The Pandemic and The Eucharist

For many parishes, this past year was a challenging and unnerving one, one that radically shattered our routines, stalled our ministries, and brought a steep decline in Mass attendance and collections. Many pastors, as a result, can’t wait for the “new normal” to look a little more like the old normal.

While we too, at Saint Paul and Saint Agnes, carried the burden of the day and the anxieties of this time, I must confess that this past year was, in many ways, a blessing. As it shook up our routines and reined in our activities, the pandemic re-centered our parish on the essentials, namely, the sacraments of the Eucharist and Confession.

It all started in March 2020. As New York City went into lockdown, Masses were suspended and churches were closed. With Father Alexandre Morard, we started seeking a way to provide some sacramental relief to our parishioners at a time when they sorely needed it. We live-streamed our daily Mass, but this wasn’t enough. “The Word was made flesh” to meet us in the flesh, and the mediation of a digital screen does little to provide a real encounter.

So here is what we did: Every day, at about 8 a.m., we would expose the Blessed Sacrament inside our little chapel on Congress Street. We had set up an altar just by the glass door, so people could kneel on the kneeler outside, and in this way come close to the Eucharist.

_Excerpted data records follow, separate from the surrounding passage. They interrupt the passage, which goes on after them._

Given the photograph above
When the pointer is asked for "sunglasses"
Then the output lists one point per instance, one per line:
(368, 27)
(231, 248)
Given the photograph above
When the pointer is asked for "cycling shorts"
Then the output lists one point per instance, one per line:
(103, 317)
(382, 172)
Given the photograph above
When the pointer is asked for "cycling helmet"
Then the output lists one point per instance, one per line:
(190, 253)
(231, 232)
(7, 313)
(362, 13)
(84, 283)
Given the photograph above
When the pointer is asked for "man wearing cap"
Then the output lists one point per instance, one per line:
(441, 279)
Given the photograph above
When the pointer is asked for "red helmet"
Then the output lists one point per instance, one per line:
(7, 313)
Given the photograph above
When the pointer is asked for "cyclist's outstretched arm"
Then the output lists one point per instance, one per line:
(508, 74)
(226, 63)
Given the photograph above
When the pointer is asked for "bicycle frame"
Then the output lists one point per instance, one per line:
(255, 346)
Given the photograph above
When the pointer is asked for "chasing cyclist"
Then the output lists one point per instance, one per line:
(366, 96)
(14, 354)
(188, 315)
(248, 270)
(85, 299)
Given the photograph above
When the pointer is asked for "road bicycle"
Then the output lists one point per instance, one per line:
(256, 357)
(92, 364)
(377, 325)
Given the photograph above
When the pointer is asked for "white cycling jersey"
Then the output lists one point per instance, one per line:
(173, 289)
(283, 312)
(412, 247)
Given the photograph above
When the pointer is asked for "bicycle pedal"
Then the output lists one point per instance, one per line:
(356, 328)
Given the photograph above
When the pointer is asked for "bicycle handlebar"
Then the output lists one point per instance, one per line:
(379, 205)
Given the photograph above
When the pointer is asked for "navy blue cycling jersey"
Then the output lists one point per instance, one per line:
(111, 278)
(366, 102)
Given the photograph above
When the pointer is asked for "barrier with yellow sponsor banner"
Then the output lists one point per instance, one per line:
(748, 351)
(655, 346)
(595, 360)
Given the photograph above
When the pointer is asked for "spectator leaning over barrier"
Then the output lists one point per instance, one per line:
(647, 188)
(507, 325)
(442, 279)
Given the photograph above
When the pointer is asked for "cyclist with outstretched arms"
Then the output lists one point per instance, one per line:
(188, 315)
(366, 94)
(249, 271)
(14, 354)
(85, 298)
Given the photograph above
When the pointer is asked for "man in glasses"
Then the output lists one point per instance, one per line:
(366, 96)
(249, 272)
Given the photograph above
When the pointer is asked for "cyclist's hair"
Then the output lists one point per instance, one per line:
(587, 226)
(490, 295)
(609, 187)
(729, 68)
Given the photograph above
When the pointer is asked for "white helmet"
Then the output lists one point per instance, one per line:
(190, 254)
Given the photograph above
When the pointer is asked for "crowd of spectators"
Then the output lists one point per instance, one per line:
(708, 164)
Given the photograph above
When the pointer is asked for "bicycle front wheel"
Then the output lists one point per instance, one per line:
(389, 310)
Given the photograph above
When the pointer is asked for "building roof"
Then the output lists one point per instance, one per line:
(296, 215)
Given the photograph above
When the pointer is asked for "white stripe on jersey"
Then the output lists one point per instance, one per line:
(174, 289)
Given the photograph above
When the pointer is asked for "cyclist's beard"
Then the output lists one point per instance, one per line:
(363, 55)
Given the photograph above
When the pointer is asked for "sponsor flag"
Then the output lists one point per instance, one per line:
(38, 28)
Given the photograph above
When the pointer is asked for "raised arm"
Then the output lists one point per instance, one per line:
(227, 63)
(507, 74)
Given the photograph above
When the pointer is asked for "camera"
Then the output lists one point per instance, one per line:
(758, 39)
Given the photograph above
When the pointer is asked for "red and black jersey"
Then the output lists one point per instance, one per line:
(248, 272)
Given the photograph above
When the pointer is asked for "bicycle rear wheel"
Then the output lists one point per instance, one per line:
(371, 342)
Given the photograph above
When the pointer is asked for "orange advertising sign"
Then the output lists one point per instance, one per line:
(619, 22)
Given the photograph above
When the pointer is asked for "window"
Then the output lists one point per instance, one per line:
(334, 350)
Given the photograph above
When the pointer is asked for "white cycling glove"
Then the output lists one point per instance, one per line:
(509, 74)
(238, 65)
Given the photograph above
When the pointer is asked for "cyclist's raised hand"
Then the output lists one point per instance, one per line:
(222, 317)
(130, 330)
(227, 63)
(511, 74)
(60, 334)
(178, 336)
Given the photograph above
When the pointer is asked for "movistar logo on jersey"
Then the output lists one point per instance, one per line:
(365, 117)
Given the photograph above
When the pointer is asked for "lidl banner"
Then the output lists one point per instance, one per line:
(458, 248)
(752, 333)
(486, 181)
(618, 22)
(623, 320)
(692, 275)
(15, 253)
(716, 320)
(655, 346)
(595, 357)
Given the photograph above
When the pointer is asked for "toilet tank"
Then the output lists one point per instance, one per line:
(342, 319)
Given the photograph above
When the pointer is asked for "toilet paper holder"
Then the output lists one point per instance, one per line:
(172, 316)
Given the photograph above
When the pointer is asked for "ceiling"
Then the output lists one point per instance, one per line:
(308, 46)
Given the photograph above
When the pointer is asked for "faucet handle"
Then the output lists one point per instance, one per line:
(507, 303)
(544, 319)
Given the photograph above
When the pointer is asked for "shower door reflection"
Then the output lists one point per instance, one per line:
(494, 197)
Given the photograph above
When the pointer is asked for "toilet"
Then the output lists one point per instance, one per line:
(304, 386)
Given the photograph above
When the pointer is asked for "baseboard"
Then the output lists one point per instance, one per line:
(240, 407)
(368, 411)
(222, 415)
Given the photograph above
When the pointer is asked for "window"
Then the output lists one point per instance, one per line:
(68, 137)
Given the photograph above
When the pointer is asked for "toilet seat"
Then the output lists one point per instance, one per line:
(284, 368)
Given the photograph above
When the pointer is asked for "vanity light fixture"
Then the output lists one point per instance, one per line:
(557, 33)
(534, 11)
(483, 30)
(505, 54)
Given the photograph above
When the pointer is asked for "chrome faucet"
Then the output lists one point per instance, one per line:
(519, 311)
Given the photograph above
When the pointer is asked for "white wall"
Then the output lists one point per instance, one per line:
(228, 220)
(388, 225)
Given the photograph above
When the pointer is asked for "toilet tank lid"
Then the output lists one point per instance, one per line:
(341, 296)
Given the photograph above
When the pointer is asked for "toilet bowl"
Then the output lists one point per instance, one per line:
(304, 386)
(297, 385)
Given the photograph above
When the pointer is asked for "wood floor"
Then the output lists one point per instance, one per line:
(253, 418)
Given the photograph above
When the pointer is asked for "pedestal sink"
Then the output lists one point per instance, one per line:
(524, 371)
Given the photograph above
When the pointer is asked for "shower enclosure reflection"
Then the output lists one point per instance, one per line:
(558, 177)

Much to our surprise, our modest “pandemic chapel” was never vacant. One night, I went to repose the Blessed Sacrament at 10 p.m., and there was a young man, unknown to me, praying there in silence. I decided to let him pray. People would come from all over the city to kneel by the Blessed Sacrament. A nurse who was volunteering at the COVID tent at Brooklyn Hospital came every single day to entrust herself — and her patients — to the Lord. Recently, a local MTA employee came to thank me. “It saved my life,” he said with a grateful smile.

As soon as we could reopen our churches for personal prayer, we decided not to blow out the little Eucharistic flame that was lit in our parish during the lockdown. We have instituted a daily Holy Hour, this time inside Saint Paul’s church. Every weekday, we solemnly expose the Blessed Sacrament from 6 to 7 p.m. while one of us — Father Alexandre Morard or myself — is in the confessional, waiting.

It has been over a year now, and much to our joy, people show up every single day for adoration. At the beginning there were four or five, then around 10, then 15, some days up to 20. We hear confessions almost every day.

I have lost count of the number of times when I heard, “Bless me, father … It’s been 5 years … 20 years … 30 years since my last confession.”

The daily Holy Hour and confession time has become a kind of “center of gravity” for our parish, one that has helped many of our parishioners — and us, clergy, too — with a salutary refocus, and brought about profound, if silent, conversions.

Other events may be louder and more impressive on paper, but isn’t the Lord in the “quiet breeze” rather than in the storm?


Father Anel is the administrator at St. Paul & St. Agnes Parish, Cobble Hill and Carroll Gardens.